FDA Updates Pesticide Monitoring Compliance Program

The updated program will focus exclusively on monitoring pesticide residues in foods and has been renamed “Pesticides in Human Foods – Domestic and Import.”

FDA

The U.S. Food and Drug Administration’s (FDA) Human Foods Program announced updates designed to modernize the agency’s monitoring of pesticides in domestic and imported human foods through revisions to Compliance Program 7304.004, last updated in 2011. 

FDA selectively monitors about 3,500 domestic and import samples yearly for residues of approximately 780 different pesticides. The agency also monitors pesticides in human foods through focused surveys and the FDA’s Total Diet Study and works with states through the Laboratory Flexible Funding Model Program to conduct additional monitoring.

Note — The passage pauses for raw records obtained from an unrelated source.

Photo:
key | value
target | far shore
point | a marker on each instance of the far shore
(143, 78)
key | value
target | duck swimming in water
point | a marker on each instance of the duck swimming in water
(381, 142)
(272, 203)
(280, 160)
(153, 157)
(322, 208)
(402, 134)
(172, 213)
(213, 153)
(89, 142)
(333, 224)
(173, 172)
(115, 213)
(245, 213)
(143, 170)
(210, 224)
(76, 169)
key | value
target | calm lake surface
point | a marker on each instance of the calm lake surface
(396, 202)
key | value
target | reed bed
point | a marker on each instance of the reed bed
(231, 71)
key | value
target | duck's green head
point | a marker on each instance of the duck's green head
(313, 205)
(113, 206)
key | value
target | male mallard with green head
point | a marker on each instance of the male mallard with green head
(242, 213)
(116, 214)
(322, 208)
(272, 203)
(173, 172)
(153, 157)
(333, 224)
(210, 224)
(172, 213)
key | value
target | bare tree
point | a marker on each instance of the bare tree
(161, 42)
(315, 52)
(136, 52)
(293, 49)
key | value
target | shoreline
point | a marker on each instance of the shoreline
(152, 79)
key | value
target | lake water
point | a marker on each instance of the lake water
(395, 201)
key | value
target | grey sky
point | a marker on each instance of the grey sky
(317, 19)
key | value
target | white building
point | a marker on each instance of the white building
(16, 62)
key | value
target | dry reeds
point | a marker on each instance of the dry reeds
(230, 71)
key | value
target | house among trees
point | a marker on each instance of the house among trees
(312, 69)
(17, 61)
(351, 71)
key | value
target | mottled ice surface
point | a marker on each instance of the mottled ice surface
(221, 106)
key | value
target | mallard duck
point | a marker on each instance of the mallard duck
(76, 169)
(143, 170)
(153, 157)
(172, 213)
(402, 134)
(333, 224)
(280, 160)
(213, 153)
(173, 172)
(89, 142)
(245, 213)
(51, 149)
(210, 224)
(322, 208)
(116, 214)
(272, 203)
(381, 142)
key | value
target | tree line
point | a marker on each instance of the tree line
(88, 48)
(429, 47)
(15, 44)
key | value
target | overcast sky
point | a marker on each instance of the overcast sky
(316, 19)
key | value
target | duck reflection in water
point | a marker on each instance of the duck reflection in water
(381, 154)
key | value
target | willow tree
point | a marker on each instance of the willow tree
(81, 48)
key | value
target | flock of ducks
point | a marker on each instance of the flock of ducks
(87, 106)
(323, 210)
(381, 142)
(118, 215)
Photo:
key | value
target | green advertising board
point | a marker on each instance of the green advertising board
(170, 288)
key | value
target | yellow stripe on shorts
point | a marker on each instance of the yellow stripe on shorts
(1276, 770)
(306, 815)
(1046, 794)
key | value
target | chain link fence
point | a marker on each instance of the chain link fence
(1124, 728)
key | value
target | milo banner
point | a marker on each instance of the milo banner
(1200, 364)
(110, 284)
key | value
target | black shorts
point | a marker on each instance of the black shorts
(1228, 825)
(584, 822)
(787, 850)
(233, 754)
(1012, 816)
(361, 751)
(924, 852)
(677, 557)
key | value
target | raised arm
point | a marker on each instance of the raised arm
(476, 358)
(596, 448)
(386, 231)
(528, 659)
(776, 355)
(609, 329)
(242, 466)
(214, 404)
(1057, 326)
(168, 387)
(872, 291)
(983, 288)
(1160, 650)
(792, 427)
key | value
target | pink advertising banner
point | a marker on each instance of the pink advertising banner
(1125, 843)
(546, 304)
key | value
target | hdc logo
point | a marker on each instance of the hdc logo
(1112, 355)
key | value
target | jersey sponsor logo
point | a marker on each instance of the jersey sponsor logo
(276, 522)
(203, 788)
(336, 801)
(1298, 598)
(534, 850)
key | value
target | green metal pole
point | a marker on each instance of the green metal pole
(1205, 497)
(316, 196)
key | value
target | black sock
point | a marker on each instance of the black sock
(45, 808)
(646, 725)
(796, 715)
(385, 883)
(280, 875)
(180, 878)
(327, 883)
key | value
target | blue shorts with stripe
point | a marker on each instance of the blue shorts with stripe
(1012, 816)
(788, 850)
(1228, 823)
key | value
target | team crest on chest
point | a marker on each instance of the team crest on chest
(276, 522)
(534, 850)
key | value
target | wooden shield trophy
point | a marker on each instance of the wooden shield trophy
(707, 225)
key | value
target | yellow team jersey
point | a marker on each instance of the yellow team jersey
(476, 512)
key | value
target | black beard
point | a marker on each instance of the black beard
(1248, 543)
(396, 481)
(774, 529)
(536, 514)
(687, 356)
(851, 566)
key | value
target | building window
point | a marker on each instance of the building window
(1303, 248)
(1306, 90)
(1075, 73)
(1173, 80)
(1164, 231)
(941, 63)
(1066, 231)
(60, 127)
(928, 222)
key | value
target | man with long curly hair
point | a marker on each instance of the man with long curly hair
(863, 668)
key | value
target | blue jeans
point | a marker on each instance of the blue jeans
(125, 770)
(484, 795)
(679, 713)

The updated compliance program will focus exclusively on monitoring pesticide residues in foods. To reflect this, the program has been renamed “Pesticides in Human Foods – Domestic and Import.” The updates are intended to streamline the program and clarify specific objectives, said FDA, such as:

  • Risk-based sampling priorities. The updates include a focus on sampling foods highly consumed by infants and children among more than 150 raw agricultural commodities the FDA samples as part of its responsibility to enforce EPA-established tolerances. These priorities ensure resources are directed toward the areas of greatest potential risk, said FDA.
  • Enhanced operational procedures. Instructions for laboratory, compliance and enforcement staff have been revised to align with updated FDA procedures, said the agency. Updates to laboratory testing methods reflect the transition by FDA regulatory laboratories to a harmonized multi-analyte gas- and liquid-chromatography tandem mass spectrometry method for determination of pesticide residues and elimination of separate, analyte-specific methods, with the aim of improving throughput and consistency of results. All activities related to industrial chemicals, including dioxins, will now be conducted under their own programs, and references in the compliance program will be removed, said FDA.
  • Strengthened collaboration with regulatory partners. New information has been added that outlines interactions and partnerships with FDA centers, related FDA compliance programs, other federal agencies and U.S. state and local counterparts. 

Information on the FDA’s pesticide residue monitoring program, including annual summary reports and the newly released Pesticide Report Data Dashboard, is available on the agency’s Pesticides webpage.